Ich versuchte mir sodann das Jahr 2028 vorzustellen.

Ernst Molden
über die Volksbefragung

Während ich das schreibe, rückt die Volksbefragung herbei. Wenn Sie das lesen, kennen wir die Antwort. Im Falter stand ja, und das leuchtet mir ein, dass von den vier den Wienern gestellten Fragen nur eine NICHT rhetorisch wäre: nämlich jene, ob wir uns für die Olympischen Spiele 2028 bewerben wollen oder nicht. Über diese Frage dachte ich letzte Woche nach.
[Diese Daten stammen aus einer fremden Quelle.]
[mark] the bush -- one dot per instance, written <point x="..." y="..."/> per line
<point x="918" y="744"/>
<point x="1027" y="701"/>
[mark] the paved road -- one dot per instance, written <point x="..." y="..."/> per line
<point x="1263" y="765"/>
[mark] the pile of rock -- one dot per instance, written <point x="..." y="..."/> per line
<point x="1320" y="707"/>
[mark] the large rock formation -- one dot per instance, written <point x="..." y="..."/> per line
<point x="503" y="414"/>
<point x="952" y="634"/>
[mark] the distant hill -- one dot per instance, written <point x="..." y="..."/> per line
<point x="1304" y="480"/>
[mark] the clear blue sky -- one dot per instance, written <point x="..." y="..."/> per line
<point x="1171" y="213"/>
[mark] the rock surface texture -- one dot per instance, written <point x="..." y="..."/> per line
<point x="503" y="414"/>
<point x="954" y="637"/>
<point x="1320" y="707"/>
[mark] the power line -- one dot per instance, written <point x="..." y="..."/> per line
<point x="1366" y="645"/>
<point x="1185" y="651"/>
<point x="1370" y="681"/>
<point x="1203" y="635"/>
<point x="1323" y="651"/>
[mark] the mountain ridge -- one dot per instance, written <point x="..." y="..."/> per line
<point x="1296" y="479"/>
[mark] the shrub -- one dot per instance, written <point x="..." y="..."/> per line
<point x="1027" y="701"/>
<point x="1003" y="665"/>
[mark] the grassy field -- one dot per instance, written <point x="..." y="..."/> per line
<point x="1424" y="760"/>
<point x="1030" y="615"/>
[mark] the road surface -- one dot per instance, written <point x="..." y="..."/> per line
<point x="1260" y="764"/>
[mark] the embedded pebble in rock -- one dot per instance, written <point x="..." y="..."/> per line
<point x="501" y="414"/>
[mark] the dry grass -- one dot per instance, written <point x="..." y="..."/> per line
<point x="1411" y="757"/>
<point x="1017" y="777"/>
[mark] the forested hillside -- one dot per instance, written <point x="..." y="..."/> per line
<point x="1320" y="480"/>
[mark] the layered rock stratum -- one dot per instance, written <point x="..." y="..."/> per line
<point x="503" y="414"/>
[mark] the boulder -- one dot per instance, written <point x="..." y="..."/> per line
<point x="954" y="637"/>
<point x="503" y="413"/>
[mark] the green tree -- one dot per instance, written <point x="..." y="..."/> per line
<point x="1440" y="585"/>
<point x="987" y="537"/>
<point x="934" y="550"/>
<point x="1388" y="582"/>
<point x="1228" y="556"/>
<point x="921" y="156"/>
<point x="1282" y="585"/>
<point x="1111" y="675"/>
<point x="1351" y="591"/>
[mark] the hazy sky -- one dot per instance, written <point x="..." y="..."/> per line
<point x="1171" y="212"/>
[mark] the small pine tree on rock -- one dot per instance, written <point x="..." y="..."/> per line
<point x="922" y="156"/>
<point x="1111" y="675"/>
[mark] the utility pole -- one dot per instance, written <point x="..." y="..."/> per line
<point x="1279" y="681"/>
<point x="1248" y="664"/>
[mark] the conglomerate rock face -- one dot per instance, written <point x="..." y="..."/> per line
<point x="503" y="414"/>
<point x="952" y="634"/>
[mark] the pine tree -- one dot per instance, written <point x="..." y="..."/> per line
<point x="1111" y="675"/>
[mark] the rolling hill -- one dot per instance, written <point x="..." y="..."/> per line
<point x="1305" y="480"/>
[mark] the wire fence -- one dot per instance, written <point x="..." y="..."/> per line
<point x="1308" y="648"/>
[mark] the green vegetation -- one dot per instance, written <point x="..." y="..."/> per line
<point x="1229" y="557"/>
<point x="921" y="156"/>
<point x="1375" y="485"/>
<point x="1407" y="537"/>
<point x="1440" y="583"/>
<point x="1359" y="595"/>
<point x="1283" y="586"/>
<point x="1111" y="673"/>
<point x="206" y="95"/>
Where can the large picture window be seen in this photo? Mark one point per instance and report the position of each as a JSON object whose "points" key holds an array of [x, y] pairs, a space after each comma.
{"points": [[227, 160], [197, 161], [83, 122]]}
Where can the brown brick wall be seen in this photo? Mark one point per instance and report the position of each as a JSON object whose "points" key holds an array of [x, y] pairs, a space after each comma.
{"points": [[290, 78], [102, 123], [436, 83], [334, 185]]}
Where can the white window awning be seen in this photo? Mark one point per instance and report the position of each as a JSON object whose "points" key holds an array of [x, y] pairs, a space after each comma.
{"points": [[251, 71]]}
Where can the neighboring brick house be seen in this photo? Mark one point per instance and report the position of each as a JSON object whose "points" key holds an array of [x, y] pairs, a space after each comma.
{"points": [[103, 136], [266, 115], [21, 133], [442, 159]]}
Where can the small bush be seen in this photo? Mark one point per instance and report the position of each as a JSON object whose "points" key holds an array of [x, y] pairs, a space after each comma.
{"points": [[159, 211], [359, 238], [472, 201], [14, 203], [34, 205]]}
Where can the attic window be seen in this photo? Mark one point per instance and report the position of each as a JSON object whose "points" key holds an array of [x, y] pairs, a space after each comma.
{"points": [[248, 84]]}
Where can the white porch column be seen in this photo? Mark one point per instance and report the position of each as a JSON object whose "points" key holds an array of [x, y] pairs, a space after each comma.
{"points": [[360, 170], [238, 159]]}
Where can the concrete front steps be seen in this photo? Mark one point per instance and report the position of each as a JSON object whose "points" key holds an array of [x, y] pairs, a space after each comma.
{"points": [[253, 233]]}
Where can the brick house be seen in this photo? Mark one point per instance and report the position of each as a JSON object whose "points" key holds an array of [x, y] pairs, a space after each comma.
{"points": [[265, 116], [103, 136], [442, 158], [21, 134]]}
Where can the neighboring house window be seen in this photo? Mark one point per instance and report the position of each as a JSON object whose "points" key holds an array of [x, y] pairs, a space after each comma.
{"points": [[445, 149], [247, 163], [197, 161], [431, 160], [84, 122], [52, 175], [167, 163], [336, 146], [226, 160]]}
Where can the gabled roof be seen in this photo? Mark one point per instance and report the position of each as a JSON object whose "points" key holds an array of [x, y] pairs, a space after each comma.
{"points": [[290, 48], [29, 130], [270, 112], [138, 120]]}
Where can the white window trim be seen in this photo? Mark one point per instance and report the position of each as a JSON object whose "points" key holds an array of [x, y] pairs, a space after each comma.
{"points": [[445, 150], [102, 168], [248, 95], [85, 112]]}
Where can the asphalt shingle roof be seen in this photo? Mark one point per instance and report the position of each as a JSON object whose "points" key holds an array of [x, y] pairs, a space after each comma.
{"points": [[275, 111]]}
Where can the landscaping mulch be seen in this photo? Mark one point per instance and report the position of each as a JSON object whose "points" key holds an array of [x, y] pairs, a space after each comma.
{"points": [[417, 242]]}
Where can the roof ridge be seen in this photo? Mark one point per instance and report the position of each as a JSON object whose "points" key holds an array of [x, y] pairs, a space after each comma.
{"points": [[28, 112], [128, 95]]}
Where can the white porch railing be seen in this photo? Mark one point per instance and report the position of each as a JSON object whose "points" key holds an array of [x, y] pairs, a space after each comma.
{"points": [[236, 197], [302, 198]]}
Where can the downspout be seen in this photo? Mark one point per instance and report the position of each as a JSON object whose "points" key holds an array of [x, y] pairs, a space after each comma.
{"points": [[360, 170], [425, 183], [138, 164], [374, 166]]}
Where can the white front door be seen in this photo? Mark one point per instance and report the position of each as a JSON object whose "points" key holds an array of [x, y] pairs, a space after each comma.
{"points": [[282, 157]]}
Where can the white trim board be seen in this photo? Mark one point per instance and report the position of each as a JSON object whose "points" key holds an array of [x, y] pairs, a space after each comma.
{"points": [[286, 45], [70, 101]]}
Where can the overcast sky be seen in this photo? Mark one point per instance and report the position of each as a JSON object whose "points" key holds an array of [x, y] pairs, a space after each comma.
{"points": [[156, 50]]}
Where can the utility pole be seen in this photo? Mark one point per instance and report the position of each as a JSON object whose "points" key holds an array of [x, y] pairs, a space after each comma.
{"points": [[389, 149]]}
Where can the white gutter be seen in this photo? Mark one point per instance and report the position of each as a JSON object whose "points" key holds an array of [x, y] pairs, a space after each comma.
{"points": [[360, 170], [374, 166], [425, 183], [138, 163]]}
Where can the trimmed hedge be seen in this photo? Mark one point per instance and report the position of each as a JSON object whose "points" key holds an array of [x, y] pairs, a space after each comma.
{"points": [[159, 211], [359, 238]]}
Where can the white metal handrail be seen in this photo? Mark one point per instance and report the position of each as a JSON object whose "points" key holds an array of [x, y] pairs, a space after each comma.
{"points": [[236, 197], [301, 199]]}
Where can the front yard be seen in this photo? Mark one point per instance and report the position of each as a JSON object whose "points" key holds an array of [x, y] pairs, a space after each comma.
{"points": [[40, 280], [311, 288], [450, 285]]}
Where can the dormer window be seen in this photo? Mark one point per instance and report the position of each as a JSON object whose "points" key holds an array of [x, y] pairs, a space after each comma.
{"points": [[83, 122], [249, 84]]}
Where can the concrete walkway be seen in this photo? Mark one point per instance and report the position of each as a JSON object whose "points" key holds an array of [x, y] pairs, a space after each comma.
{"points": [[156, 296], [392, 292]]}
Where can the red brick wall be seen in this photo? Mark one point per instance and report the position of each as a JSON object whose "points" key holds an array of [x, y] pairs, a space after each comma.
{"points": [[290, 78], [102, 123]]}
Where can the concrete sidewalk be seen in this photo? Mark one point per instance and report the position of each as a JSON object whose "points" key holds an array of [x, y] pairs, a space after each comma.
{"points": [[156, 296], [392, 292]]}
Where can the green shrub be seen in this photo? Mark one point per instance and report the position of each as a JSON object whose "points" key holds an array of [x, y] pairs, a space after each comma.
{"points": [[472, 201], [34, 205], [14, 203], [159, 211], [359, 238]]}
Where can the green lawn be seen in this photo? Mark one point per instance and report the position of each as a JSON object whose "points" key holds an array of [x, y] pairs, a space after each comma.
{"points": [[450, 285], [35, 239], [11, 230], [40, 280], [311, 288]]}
Ich dachte darüber nach, während ich im Prater erstmals wieder am Wasser Gitarre spielte. Ich dachte nach, während ich den Leichenwagen über die Reichsbrücke lenkte, um im Transdanubischen meinen Freund Wilhelm und seinen selbstgemachten Marillenstrudel zu besuchen. Meine Gedanken wehten weit zurück: Ich entsann mich der Volksbefragung im Mai 1991, als die hellsichtigen Wiener die EXPO 95 ablehnten und der zweite Bezirk dennoch längst zum Spekulationsobjekt geworden und seiner Ruhe entrissen worden war. Ich versuchte mir sodann das Jahr 2028 vorzustellen. Und um nicht fehlzuspekulieren, ging ich davon aus, dass Wien dann ein bisschen mehr, aber grundsätzlich dasselbe wäre. Dann imaginierte ich mich selbst als älteren Herrn mit Gehstock in diese Szenerie hinein. In diesem Bild gehe ich dann durch Public-Viewing-Areale, gegen die jene von der Euro 2008 harmlose Gassenfeste waren. Da teile ich dann mit dem Gehstock Menschenmengen vor neu geschaffenen und dennoch überfüllten Öffis, um den Prater zu erreichen. Und bevor ich dann NICHT schwimmen gehe, weil das Stadionbad ja so nicht mehr (oder zumindest uns nicht zur Verfügung) steht, zähle ich die Praterbäume, ob mir auch ja nicht einer fehlet. Zwischendurch denke ich an meine Kinder, die dann in der Mitte ihrer Zwanziger sein werden, und überlege, ob man eh nicht eins von ihnen aus Missverständnis oder falschem Verdacht prophylaktisch einsperrt, wie das vor der Londoner Olympiade dutzendfach passiert ist. Ich glaub ja an das allmähliche und unspektakuläre Wachstum. Natürlich wollen alle, ich auch, eine Party. Aber mach ma halt eine. Schaffen wir 2028 ein Public-Viewing-Areal, in dem wir nichts betrachten außer uns selbst in unserer Hellsichtigkeit. So formt sich ein Nein auf meine Lippen, und ich gehe los.